Travaux d’économies d’énergie

Les travaux d’économies d’énergie sont des travaux qui permettent de réduire la consommation énergétique d'un immeuble. 

Ils peuvent être réalisés sur les parties et équipements communs ainsi que sur les parties privatives pour les travaux d'intérêt collectif à la demande du syndicat (représenté par le syndic).

De son côté, un copropriétaire peut effectuer des travaux d'économies d'énergie dans son logement sans l’accord de la copropriété dès lors que ces travaux n'affectent pas les parties communes ou l'aspect extérieur de l'immeuble.

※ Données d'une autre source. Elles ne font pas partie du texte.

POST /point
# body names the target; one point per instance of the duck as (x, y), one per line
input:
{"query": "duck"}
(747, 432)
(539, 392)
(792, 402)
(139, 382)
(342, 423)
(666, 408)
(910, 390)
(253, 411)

Typologie des travaux d'économies d'énergie

Peuvent être notamment qualifiés de travaux d'économies d'énergie, les travaux portant sur :

  • les parties et équipements communs à la copropriété

    • travaux d'isolation thermique performants des toitures (rampants de toiture, toiture-terrasse,...) ;
    • travaux d'isolation thermique performants des murs donnant sur l'extérieur ou sur des locaux non chauffés (isolation des murs par l'extérieur, isolation des planchers sur les caves ou les parkings,...) ;
    • travaux d'isolation thermique performants des parois vitrées donnant sur l'extérieur (remplacement des fenêtres ou des portes-balcon,...) ;
    • travaux d'amélioration des installations d'éclairage des parties communes (relamping avec des lampes basse consommation ou des LEDs,...) ;
    • travaux d'installation, de régulation, d'équilibrage ou de remplacement des systèmes de chauffage, de refroidissement ou d'eau chaude sanitaire (thermostat d'ambiance, programmateur de chauffage,...) ;
    • travaux d'isolation des réseaux collectifs de chauffage, de refroidissement ou d'eau chaude sanitaire (calorifugeages des canalisations,...) ;
    • travaux de régulation ou de remplacement des émetteurs de chaleur ou de froid (radiateurs basse température, robinets thermostatiques,...) ;
    • travaux d'amélioration ou d'installation des équipements collectifs de ventilation (ventilation mécanique basse consommation ou double flux,...) ;
    • travaux d'installation d'équipements de chauffage, de refroidissement ou de production d'eau chaude sanitaire utilisant une source d'énergie renouvelable (chaudière à condensation, chaudière à bois, chauffe-eau solaire collectif,...).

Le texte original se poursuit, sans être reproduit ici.